Forget about electricity, running water, modern sanitation and food preservation; what did people do before GIFs? Well, it turns out that some were busy entertaining themselves with stereoscopes, instruments that allowed people to view 3D images from two slightly different photographs superimposed on top of one another. The New York Public Library has a collection of more than 40,000 of these images, but it took an accidental discovery by NYPL patron Joshua Heineman to find that these stereographs could be made into a modern, internet-friendly form of entertainment—ah yes, the GIF.

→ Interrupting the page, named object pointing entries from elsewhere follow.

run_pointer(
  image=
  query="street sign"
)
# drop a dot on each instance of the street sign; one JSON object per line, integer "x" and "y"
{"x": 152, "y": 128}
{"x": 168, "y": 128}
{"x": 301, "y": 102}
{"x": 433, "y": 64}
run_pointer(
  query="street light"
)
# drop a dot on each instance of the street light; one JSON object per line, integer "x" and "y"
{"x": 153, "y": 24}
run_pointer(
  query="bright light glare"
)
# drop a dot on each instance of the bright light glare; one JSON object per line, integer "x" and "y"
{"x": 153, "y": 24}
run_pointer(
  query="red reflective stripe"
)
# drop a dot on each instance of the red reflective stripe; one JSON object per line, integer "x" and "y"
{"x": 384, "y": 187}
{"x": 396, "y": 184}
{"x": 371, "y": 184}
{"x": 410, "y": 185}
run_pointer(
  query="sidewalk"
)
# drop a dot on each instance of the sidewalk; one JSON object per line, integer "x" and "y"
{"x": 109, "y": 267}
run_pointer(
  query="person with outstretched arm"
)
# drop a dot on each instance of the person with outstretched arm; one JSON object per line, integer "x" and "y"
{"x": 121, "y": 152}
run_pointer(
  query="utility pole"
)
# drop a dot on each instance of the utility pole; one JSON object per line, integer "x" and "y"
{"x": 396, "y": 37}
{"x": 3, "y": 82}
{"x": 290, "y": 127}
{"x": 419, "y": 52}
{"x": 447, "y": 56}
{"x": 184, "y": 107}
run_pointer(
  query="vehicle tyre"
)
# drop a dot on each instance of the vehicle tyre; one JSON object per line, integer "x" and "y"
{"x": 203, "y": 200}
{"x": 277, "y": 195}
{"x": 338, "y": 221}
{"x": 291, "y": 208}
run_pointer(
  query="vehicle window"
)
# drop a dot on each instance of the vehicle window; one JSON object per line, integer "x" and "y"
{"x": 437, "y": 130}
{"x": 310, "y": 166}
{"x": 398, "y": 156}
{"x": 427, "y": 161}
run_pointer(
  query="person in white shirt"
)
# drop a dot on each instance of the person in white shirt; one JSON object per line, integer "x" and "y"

Heineman discovered the 19th century GIF in his final year of college. He writes for the Huffington Post, "I was downloading digital snapshots to my laptop when I got a fleeting sense of 3D as the preview screen flicked quickly between two similar shots. I located the individual photos and flipped back and forth between them continually." He then decided to try and apply the effect to the NYPL's stereograph collection, which culminated in an art project for Heineman's blog. The New York Public Library then enthusiastically picked up the idea, and with Heineman created something called the stereogranimator, a stereograph GIF-maker.
Now, you can make your own 19th century GIF using the stereogranimator. Just head over to the NYPL stereogranimator site to choose from the library's image pairs, adjust them, and voilà, you've got something that, with captions, could end up more satisfying than a Married to the Sea comic. Meme-makers, this is your moment.